Psicologia dello sviluppo, Luigia Camaioni – EG
Autore: Luigia Camaioni, Paola Di Blasio
Edizioni: il Mulino, Bologna, 2007
Scheda elaborata da Eugenio Galli
Benchè lo sviluppo riguardi l’intero ciclo di vita, i cambiamenti più drammatici nella vita di un individuo si verificano nell’infanzia, nella fanciullezza e nell’adolescenza e sono stati pertanto i periodi di vita più studiati dagli psicologi dello sviluppo. Il manuale fornisce una panoramica completa della psicologia dello sviluppo.
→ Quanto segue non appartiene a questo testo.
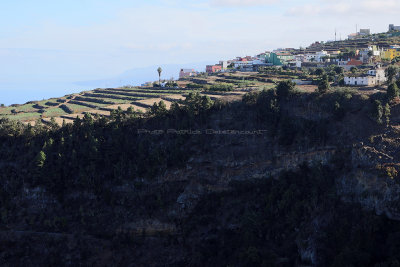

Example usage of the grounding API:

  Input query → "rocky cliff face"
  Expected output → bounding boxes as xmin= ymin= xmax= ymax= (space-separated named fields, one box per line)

xmin=337 ymin=130 xmax=400 ymax=221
Parte con una descrizione delle principali teorie dello sviluppo, da quelle classiche a quelle più recenti, evidenziando le domande chiave alle quali la psicologia dello sviluppo tenta di rispondere -quale sia la natura del cambiamento che caratterizza lo sviluppo; quali processi causano questo cambiamento e se si tratti di un cambiamento continuo e graduale ovvero discontinuo e improvviso- per poi presentare i metodi di indagine più comunemente utilizzati per studiarlo. Si illustrano tre grandi approcci principali coi quali approcciare la materia: comportamentistico, organistico e psicoanalitico. Gli autori trattano i diversi domini in cui l’individuo concretamente si sviluppa: fisico, motorio, percettivo e cognitivo.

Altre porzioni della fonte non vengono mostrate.